Team to Use Inverse Modeling of Remote-Sensing Data from AI and Numerical CMAQ Models
The University of Houston’s Atmospheric Artificial Intelligence Team, led by Yunsoo Choi, was awarded a $464,374 grant from NASA. The project is titled “Inverse Modeling Using Aura Omi and AI Deep Learning Approach to Investigate NOX, HCHO, and Ozone Sensitivity for a Historical Period over the Continental United States.” The team also received a $34,782 grant from Anyang University, which is for optimizing the emissions of PM2.5 ingredients over South Korea.
The NASA grant expands research of Choi and his team in analyzing mobile and point-source emissions from anthropogenic and biogenic sources of ozone using remote sensing data with Artificial Intelligence (AI) and the Community Multiscale Air Quality (CMAQ) models.
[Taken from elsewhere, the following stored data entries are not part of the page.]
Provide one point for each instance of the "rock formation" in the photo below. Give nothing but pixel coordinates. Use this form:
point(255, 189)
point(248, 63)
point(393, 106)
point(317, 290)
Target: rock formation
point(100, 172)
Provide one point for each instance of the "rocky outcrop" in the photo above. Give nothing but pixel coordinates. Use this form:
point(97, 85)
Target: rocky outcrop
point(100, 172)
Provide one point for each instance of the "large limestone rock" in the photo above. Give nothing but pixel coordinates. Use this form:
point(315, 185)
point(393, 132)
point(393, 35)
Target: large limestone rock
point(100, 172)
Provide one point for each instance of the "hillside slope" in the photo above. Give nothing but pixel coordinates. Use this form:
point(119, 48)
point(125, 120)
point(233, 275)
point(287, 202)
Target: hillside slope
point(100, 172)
The project aims to expand the understanding of mechanisms and sensitivity of atmospheric constituent processes and to improve the numerical accuracy models of ozone and its ingredients for short-term and long-term modeling.
Obtaining Source Sensitivities Using CMAQ and AI models
The team aims to identify sources of nitrogen dioxide (NO2) and formaldehyde (HCHO) using the direct decoupled method (DDM). This method is used to estimate first-order sensitivities with respect to emissions and initial and boundary concentrations. This method will allow the team to more accurately obtain an optimized emission inventory for a region. To improve the processing time, the team will create AI-based DDM for the real-time and long-term estimation of emission inventory for the contiguous United States.
Anyang University Grant
This grant provides research funding for Choi and his team to analyze emission and precursors of PM2.5 using remote sensing data with the CMAQ and AI models. The project aims to expand the understanding of mechanisms and sensitivity of atmospheric constituent processes and improve the accuracy of numerical models of PM2.5 modeling.
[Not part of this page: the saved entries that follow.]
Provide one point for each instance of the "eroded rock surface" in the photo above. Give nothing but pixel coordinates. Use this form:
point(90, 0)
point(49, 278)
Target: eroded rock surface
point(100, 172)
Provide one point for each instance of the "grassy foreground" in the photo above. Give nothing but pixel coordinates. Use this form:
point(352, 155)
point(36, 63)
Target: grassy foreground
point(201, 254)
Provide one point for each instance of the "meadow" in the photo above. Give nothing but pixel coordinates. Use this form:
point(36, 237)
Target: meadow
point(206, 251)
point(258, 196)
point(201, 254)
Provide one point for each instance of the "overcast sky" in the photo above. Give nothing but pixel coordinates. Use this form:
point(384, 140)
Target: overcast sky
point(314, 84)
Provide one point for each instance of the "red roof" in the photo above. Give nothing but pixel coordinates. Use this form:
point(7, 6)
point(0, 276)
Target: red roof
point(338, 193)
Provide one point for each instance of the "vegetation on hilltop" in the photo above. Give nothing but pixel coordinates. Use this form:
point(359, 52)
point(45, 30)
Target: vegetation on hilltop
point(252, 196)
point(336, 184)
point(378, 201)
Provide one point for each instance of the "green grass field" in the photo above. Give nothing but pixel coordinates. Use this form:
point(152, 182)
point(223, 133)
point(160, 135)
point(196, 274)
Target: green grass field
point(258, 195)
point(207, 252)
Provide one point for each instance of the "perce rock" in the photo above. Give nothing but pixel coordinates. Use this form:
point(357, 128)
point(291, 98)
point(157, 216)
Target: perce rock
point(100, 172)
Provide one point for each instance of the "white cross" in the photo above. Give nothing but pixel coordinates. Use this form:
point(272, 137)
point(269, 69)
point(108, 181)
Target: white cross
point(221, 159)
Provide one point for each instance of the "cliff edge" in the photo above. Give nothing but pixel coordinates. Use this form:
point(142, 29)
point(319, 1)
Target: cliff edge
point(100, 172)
Importance of PM2.5 Research
Particulate Matter (PM) at 2.5µm is created by secondary processes in the atmosphere through the emissions of precursors such as nitrogen oxides (NOX), sulfur dioxides (SO2), ammonia (NH3) and volatile organic compounds (VOCs).
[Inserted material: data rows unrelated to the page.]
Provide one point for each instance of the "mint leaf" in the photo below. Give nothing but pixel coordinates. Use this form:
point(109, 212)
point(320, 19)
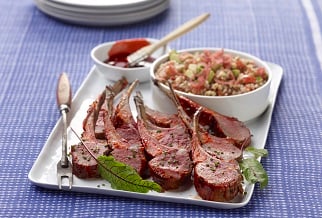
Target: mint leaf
point(124, 177)
point(257, 152)
point(253, 171)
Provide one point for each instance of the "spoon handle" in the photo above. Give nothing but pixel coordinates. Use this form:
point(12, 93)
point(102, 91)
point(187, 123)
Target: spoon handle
point(186, 27)
point(146, 51)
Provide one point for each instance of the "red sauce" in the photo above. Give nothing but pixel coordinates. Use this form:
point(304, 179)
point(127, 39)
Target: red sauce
point(117, 55)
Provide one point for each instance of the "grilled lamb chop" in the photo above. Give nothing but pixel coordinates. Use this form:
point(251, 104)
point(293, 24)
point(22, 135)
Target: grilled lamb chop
point(84, 165)
point(168, 145)
point(214, 179)
point(217, 176)
point(122, 134)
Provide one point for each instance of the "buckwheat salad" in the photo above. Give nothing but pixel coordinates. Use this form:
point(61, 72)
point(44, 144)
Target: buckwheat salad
point(211, 73)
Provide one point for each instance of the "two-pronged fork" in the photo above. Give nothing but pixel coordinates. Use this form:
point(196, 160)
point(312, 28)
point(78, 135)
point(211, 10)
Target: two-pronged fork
point(146, 51)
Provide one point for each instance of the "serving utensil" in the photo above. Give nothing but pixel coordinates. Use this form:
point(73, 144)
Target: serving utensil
point(64, 96)
point(146, 51)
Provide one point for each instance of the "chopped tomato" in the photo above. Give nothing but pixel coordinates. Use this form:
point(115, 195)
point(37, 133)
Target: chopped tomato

PM concentrations have been linked to respiratory and cardiovascular diseases that lead to increased hospitalizations and mortality. Improving the understanding and estimation of PM concentrations will allow better policymaking in effectively reducing emissions that lead to high PM2.5 concentrations.
“Modelling and forecasting PM2.5 has been challenging using current numerical models,” said Choi, associate professor of atmospheric chemistry, remote sensing, and machine learning in the Department of Earth & Atmospheric Sciences. “Preliminary tests have shown that our AI systems have provided some improvements in accurately forecasting PM concentrations. The integration of CMAQ and AI, with the help of the grant, will allow us to better understand the interactions of emission precursors to PM concentrations for effective policymaking in reducing PM health-related issues.”
Inverse Modeling and Sensitivity Analysis
When using inverse modeling, scientists take the known outcome of a process (e.g., ozone concentration, PM2.5 concentration) and then reverse the atmospheric chemical processes to find the initial state (i.e., emissions such as VOCs, NOX, SO2, NH3) that led to the known atmospheric composition. These processes will be performed by the air quality model and expanded using AI for faster processing. Both systems will also allow the uncertainty analysis of emissions to be analyzed.
The Role of AI in Atmospheric Science
The project team has applied AI in atmospheric sciences for several years, with several papers already published showing improvements over conventional modeling methods in the short- and long-term forecasting of air quality and meteorology.
“While AI has shown great advancements and performance in our research, we believe the next step will be the integration of AI with numerical models (such as CMAQ),” said Choi. “The NASA and Anyang grants will allow us to develop a synergetic system of numerical and AI models by combining the advantages and alleviating the disadvantages of both models.”